NO2403781561 An obvious trail descends gently off Broad Cairn before skirting the head of a shallow corrie and climbing over the minor bump of Craig of Gowal, passing between the small cairns that mark its two summits. The path, still obvious, now continues over the plateau before making the short climb onto the little rocky peak of Cairn Bannoch. It's debatable whether this and Broad Cairn really deserve the status of separate Munros, since there's negligible drop between them (they'd be nowhere near classifying as individual Corbetts after all). Though remote, this section is surprisingly easily navigated in summer thanks to the well trodden trail linking the two Munros, but under snow cover in poor winter visibility it might be a different ball game.

NO2227982549 Head roughly west-northwest, at first on a well trodden Munro path which links in with Carn an t-Sagairt Mor. Soon quit this path and turn left, west-southwest, to a small cairn on Fafernie. There's a faint trail linking with a second small cairn a few hundred metres to the southwest; from here go south-southeast over open ground – occasional traces of footfall but any path is quickly lost – descending a broad shoulder on a mix of stony, grassy and boggy ground. Approaching the saddle before Crow Craigies, where the historic through-route Jock's Road climbs up from Glen Callater, the ground gets quite boggy. Here the precise course of Jock's Road is not glaringly obvious, but keep following the high ground southeast and a path takes shape on the easy climb to the knobbly little summit of Crow Craigies.
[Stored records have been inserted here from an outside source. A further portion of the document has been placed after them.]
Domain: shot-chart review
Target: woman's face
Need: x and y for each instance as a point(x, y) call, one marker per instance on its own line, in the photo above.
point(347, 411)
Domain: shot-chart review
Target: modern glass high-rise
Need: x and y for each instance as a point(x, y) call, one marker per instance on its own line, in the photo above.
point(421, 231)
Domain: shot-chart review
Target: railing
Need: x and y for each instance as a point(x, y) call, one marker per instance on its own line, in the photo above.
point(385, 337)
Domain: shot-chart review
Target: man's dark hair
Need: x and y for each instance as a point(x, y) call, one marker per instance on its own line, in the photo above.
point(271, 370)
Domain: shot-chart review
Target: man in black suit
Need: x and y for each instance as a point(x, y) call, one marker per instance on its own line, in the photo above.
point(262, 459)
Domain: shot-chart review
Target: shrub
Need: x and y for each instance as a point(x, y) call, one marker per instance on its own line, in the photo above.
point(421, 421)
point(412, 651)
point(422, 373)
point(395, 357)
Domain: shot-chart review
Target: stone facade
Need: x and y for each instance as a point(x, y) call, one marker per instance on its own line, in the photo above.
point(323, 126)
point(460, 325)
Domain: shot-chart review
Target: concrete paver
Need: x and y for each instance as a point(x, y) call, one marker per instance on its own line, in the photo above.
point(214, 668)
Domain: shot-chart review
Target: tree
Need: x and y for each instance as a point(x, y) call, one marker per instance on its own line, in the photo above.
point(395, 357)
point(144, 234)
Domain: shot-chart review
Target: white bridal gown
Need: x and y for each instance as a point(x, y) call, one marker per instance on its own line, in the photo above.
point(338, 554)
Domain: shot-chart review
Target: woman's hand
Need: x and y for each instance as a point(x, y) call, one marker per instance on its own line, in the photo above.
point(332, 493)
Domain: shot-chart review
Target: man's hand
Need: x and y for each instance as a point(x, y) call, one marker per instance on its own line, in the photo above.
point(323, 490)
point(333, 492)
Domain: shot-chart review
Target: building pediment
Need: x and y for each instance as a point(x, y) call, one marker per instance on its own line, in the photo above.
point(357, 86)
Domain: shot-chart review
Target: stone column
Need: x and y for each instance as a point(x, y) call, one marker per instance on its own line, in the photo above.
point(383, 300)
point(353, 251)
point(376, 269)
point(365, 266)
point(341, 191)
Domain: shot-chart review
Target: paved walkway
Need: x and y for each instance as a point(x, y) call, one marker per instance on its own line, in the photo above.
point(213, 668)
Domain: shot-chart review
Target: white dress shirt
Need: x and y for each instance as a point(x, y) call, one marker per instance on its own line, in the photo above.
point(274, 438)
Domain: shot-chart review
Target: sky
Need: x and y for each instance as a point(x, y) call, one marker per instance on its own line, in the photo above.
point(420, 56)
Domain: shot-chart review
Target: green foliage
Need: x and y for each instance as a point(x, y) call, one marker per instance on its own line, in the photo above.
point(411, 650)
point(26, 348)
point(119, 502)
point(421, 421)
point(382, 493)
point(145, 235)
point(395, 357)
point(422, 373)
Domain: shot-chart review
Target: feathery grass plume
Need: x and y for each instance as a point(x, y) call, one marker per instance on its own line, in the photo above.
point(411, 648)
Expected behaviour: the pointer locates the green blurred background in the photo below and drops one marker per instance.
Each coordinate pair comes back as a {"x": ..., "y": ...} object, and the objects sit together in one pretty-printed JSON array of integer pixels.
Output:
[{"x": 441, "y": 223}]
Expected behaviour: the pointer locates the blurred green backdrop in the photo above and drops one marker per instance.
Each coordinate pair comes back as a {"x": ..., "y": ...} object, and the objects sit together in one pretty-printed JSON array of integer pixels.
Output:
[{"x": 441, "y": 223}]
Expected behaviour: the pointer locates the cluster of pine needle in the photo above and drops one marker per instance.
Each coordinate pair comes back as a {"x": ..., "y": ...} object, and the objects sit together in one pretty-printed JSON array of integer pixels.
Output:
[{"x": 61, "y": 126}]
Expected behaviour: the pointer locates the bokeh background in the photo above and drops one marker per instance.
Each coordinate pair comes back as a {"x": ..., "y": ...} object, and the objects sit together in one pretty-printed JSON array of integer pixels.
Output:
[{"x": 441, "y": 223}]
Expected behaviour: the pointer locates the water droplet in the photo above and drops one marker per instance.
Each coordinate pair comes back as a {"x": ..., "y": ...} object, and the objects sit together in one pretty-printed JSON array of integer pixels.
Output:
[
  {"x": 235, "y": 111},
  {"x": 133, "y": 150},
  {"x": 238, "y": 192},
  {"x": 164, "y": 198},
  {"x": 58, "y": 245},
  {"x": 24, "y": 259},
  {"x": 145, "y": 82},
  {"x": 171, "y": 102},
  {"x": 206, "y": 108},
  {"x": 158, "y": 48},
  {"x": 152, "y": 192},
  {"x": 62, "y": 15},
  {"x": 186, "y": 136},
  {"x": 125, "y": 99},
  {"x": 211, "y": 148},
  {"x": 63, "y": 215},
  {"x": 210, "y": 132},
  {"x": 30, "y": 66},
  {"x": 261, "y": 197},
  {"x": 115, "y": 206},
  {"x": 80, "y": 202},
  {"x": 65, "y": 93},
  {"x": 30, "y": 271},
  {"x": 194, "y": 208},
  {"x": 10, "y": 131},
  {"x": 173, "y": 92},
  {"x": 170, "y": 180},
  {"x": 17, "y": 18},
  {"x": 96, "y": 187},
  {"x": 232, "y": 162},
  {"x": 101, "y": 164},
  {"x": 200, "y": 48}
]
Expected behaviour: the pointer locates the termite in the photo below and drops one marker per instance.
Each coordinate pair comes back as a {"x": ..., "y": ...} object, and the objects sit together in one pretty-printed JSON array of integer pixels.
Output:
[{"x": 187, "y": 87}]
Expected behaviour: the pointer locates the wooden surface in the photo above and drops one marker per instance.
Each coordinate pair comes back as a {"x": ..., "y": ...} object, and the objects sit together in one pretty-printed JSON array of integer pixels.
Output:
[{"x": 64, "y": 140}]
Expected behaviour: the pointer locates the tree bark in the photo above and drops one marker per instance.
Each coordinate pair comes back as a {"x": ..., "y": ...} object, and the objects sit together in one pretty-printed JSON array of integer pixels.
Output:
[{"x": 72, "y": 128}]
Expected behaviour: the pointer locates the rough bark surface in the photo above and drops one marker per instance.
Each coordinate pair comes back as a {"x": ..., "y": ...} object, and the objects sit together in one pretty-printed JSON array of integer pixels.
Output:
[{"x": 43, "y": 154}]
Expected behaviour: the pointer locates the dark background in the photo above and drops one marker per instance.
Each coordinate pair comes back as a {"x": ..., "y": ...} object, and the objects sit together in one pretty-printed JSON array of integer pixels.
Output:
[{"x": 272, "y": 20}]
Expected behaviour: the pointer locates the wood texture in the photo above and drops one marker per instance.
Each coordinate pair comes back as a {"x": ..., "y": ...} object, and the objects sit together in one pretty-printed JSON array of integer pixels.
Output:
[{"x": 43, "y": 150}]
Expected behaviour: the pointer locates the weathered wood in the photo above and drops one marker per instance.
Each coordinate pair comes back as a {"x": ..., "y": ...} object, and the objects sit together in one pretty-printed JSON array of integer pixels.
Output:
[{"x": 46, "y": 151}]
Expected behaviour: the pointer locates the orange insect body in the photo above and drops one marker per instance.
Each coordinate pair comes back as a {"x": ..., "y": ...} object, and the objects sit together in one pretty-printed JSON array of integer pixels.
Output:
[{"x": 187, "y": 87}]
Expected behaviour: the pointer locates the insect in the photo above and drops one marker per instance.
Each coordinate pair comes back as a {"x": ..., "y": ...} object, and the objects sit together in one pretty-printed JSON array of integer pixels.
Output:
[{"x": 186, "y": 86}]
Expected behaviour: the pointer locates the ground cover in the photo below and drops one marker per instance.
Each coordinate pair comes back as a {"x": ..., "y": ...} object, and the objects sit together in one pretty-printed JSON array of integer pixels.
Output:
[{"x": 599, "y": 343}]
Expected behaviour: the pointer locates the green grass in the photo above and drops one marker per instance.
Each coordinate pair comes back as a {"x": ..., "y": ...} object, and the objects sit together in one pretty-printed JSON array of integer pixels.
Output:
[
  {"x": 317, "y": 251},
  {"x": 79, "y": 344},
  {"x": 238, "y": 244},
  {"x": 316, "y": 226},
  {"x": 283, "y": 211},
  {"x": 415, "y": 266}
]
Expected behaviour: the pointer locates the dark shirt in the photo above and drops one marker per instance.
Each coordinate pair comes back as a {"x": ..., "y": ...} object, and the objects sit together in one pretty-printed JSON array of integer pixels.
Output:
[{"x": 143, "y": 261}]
On Jock's Road heading for Crow Craigies  © Dan Bailey -
On Jock's Road heading for Crow Craigies
© Dan Bailey -

NO2219579862 Continue on the ridge path to descend to a broad saddle. Jock's Road now curves south, skirting a small summit (pt 874m) en route towards Glen Doll. At this stage there are two options - continue down Jock's Road into Glen Doll (still blocked at the time of writing), or back via the South Esk. For the second option stay with Jock's Road only a little further, until about 500m beyond point 874m. At a path junction before Jock's Road begins to drop more steeply towards White Water, turn left onto a less well-used trail. This goes roughly east-northeast over a broad col, then makes a descending traverse across the boggy slopes overlooking wild Loch Esk, to reach a heathery spur with the fantastic name of Glittering Skellies. This provides a long, occasionally stony but very scenic descent back to the woods of Bachnagairn. Now just follow the glen track back home.